If the resistance of a circuit is halved and the potential difference is kept constant, then the current will become:
(A) $4$ times
(B) $8$ times
(C) double
(D) half

Answer 1

Hint: In this question, it is given that the relation between three parameters resistance, potential difference, and current. The equation which shows the relationship between the current, resistance, and the potential difference is Ohm’s law, by using this law the effect of current when resistance is halved, can be determined.

Formula used:
Ohm’s law of electricity shows the relation between the current, resistance and the potential difference is,
$V = IR$
Where $V$ is the voltage in the circuit, $I$ is the current in the circuit and $R$ is the resistance in the circuit.

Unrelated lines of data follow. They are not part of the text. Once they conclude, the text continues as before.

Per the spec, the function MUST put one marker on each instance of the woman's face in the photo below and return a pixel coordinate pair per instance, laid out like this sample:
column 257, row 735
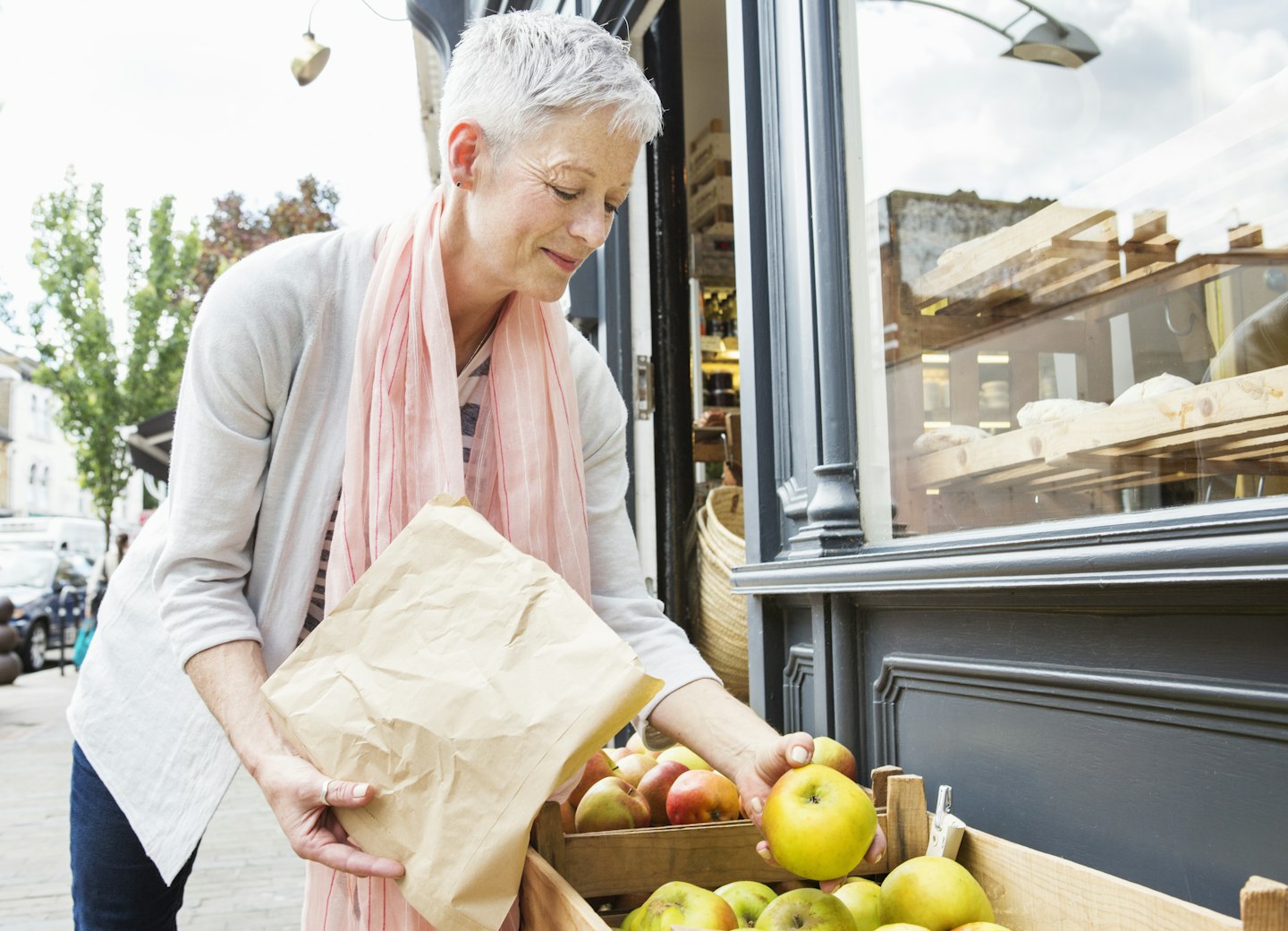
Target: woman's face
column 538, row 211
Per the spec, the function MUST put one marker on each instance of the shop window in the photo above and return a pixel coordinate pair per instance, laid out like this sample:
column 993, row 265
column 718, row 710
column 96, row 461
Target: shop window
column 1079, row 275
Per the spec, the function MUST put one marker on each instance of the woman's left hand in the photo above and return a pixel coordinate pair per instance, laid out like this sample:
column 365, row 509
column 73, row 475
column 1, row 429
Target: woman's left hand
column 772, row 760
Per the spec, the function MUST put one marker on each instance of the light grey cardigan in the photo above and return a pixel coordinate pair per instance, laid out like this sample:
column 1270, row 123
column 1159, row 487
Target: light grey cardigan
column 233, row 553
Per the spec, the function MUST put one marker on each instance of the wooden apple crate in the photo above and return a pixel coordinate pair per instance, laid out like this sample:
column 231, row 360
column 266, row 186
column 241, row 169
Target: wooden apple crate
column 588, row 883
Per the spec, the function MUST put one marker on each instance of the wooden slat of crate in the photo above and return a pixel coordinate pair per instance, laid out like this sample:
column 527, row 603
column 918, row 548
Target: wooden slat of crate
column 998, row 257
column 975, row 460
column 547, row 903
column 1035, row 892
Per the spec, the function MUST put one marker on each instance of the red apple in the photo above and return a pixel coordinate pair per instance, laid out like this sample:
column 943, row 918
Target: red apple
column 656, row 784
column 828, row 752
column 611, row 804
column 597, row 767
column 685, row 904
column 818, row 822
column 701, row 797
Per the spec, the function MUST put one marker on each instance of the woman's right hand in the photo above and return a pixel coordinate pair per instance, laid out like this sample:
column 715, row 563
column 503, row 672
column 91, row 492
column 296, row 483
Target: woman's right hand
column 228, row 678
column 294, row 791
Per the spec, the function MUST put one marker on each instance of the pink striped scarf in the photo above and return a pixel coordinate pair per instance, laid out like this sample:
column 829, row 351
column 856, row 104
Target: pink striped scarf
column 403, row 447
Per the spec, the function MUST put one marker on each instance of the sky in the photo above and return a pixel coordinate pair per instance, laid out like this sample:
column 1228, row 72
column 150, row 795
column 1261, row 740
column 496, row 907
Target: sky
column 169, row 97
column 166, row 97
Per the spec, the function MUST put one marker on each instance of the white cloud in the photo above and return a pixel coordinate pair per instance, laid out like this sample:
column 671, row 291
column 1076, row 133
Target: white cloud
column 157, row 97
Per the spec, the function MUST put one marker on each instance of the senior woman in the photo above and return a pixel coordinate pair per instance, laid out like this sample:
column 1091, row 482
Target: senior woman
column 334, row 384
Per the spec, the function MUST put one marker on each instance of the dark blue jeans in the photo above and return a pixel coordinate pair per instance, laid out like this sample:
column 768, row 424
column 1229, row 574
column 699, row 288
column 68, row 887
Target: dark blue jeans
column 114, row 886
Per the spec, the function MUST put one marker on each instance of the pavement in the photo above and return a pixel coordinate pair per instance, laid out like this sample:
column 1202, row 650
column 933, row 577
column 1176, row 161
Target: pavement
column 246, row 877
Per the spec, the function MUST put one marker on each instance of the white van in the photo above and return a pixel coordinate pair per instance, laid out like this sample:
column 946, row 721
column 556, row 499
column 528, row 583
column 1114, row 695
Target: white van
column 79, row 535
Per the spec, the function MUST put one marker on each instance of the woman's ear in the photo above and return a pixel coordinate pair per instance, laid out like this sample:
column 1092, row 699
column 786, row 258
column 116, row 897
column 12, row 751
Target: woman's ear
column 465, row 147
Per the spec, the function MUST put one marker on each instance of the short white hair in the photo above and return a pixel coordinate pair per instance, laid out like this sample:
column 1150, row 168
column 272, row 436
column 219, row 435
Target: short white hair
column 515, row 72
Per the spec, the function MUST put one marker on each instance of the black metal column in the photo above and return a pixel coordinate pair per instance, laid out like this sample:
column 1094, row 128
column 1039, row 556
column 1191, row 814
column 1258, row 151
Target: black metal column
column 673, row 390
column 832, row 517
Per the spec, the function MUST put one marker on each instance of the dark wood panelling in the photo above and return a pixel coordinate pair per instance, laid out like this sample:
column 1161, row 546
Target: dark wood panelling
column 1150, row 747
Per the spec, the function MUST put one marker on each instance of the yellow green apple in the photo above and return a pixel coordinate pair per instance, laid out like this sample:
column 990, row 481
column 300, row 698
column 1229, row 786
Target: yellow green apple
column 818, row 823
column 682, row 903
column 747, row 899
column 836, row 755
column 936, row 893
column 702, row 796
column 682, row 755
column 805, row 910
column 634, row 766
column 611, row 804
column 863, row 898
column 597, row 767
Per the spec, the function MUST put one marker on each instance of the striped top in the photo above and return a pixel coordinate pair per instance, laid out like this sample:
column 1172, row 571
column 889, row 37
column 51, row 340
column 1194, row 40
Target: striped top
column 470, row 386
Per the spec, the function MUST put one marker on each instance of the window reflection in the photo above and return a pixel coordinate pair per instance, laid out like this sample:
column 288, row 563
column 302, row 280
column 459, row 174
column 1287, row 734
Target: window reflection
column 1082, row 275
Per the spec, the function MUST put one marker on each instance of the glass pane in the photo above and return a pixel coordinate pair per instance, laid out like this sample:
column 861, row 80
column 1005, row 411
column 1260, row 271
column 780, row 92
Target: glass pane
column 1080, row 275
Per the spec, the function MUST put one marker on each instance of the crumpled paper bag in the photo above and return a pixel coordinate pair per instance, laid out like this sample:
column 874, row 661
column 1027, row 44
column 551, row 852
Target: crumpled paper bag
column 465, row 680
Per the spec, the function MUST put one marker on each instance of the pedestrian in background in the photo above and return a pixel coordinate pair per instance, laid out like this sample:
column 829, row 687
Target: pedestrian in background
column 94, row 593
column 102, row 572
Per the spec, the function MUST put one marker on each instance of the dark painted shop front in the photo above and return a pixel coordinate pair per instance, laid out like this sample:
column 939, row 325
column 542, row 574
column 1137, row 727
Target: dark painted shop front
column 1012, row 347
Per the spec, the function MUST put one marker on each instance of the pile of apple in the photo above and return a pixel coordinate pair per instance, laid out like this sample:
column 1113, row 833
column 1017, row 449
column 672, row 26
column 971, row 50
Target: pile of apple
column 634, row 787
column 924, row 893
column 818, row 822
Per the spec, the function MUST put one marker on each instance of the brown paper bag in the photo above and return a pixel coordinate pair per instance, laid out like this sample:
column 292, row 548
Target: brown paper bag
column 465, row 680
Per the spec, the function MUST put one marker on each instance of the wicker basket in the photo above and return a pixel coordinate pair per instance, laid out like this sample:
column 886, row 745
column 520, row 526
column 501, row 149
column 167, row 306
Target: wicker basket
column 722, row 629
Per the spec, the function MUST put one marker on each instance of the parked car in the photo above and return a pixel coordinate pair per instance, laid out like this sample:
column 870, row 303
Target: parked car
column 48, row 593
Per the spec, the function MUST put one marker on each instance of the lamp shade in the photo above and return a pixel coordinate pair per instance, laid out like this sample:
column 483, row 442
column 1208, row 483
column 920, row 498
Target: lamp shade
column 309, row 61
column 1054, row 43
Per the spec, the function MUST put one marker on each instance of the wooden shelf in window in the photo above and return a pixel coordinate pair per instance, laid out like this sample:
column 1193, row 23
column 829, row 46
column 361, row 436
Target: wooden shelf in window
column 1233, row 427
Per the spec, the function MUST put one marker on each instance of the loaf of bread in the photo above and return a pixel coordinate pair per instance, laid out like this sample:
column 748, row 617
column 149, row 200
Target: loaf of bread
column 945, row 438
column 1055, row 409
column 1159, row 384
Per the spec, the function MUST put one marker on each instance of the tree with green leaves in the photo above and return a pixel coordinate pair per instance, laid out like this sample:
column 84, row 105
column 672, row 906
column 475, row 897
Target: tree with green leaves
column 105, row 385
column 233, row 231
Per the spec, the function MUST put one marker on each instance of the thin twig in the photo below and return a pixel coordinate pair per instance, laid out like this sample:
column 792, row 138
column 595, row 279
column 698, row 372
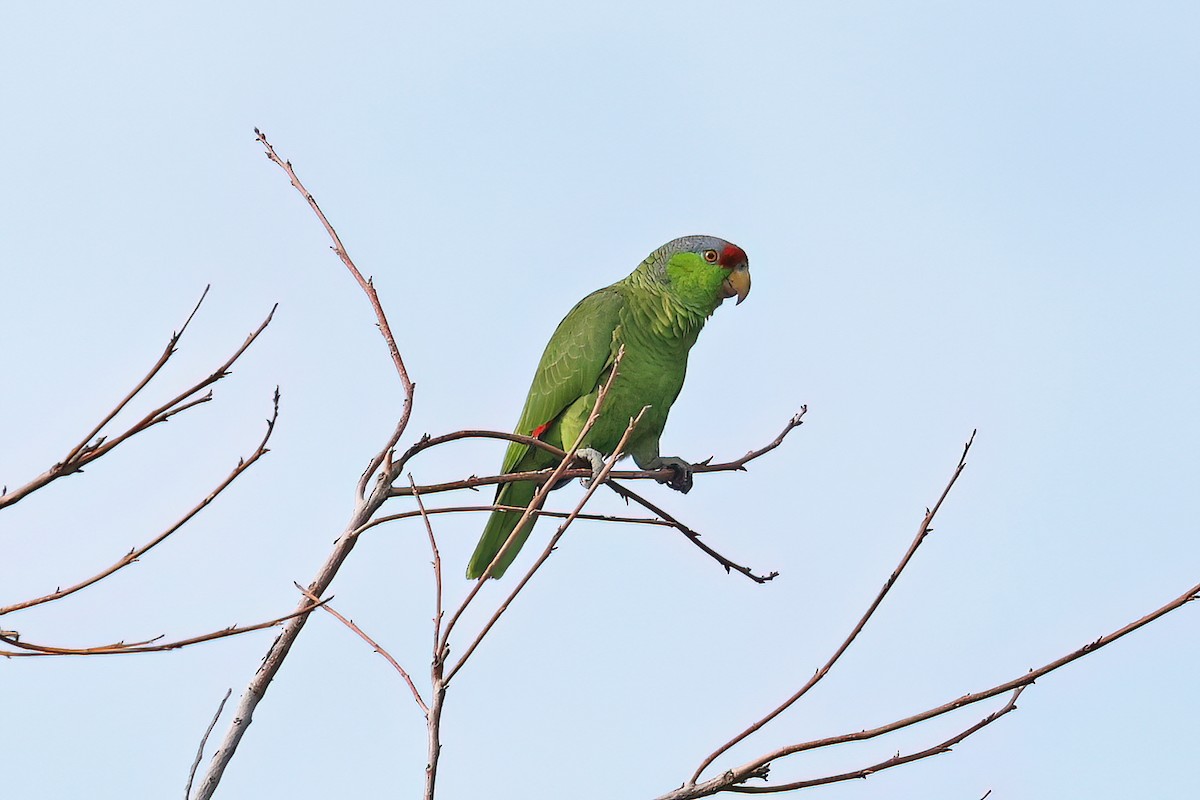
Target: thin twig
column 369, row 289
column 693, row 536
column 204, row 741
column 365, row 507
column 375, row 645
column 90, row 450
column 27, row 649
column 541, row 476
column 437, row 569
column 538, row 499
column 897, row 761
column 922, row 531
column 169, row 350
column 538, row 512
column 138, row 552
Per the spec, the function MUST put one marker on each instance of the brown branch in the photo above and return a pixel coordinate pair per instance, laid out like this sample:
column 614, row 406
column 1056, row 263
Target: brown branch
column 90, row 449
column 437, row 567
column 538, row 512
column 538, row 498
column 867, row 771
column 138, row 552
column 541, row 476
column 365, row 507
column 204, row 741
column 169, row 350
column 553, row 542
column 369, row 289
column 922, row 531
column 27, row 649
column 730, row 780
column 375, row 645
column 693, row 536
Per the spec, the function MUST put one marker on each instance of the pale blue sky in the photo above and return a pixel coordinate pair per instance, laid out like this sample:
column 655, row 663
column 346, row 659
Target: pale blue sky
column 958, row 215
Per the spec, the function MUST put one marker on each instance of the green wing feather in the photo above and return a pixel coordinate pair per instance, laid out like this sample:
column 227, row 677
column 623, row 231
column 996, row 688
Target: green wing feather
column 575, row 359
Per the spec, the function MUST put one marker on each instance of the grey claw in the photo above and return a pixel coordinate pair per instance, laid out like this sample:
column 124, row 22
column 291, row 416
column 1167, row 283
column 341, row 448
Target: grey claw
column 595, row 458
column 682, row 479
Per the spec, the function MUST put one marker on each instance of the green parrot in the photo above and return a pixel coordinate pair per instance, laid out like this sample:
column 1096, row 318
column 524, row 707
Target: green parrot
column 657, row 314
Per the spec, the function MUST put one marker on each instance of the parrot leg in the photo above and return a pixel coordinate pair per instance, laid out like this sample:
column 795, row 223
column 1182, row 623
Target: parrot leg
column 595, row 458
column 682, row 479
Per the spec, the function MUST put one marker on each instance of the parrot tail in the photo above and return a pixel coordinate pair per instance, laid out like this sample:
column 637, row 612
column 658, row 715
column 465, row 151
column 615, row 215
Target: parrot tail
column 498, row 528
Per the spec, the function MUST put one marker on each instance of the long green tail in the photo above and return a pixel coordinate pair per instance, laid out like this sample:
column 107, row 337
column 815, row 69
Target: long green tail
column 499, row 525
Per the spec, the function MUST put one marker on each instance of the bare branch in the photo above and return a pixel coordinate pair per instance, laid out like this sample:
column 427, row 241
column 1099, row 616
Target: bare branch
column 89, row 451
column 538, row 512
column 437, row 569
column 922, row 531
column 693, row 536
column 204, row 741
column 138, row 552
column 369, row 289
column 375, row 645
column 538, row 499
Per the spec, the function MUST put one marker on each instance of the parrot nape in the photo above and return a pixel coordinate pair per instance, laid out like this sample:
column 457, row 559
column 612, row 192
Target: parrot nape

Complete step by step answer:
By Ohm’s law,
$V = IR\,...................\left( 1 \right)$
Here, we need to find the current, so by keeping the current $I$ in one side and the other terms in other side, then
$\Rightarrow I = \dfrac{V}{R}$
Now, the resistance of the circuit is halved, so the resistance $R$ will become $\dfrac{R}{2}$, then
$\Rightarrow I = \dfrac{V}{{\left( {\dfrac{R}{2}} \right)}}$
By rearranging the terms in the above equation, then the above equation is written as,
$\Rightarrow I = \dfrac{{2V}}{R}$
The above equation is written as,
$\Rightarrow I' = \dfrac{{2V}}{R}$
Here $I'$ is the effect of current when the resistance is halved.
By substituting the term $\dfrac{V}{R}$ as the current $I$, then the above equation is written as,
$\Rightarrow I' = 2I$
Thus, the above equation shows the effect of the current when the resistance is halved.

Hence option (C) is the correct answer.

Note:
By ohm's law, when the potential difference or voltage is constant, then the current is inversely proportional to the resistance. So, if resistance decreases then the current will increase, if the resistance increases then the current will decrease.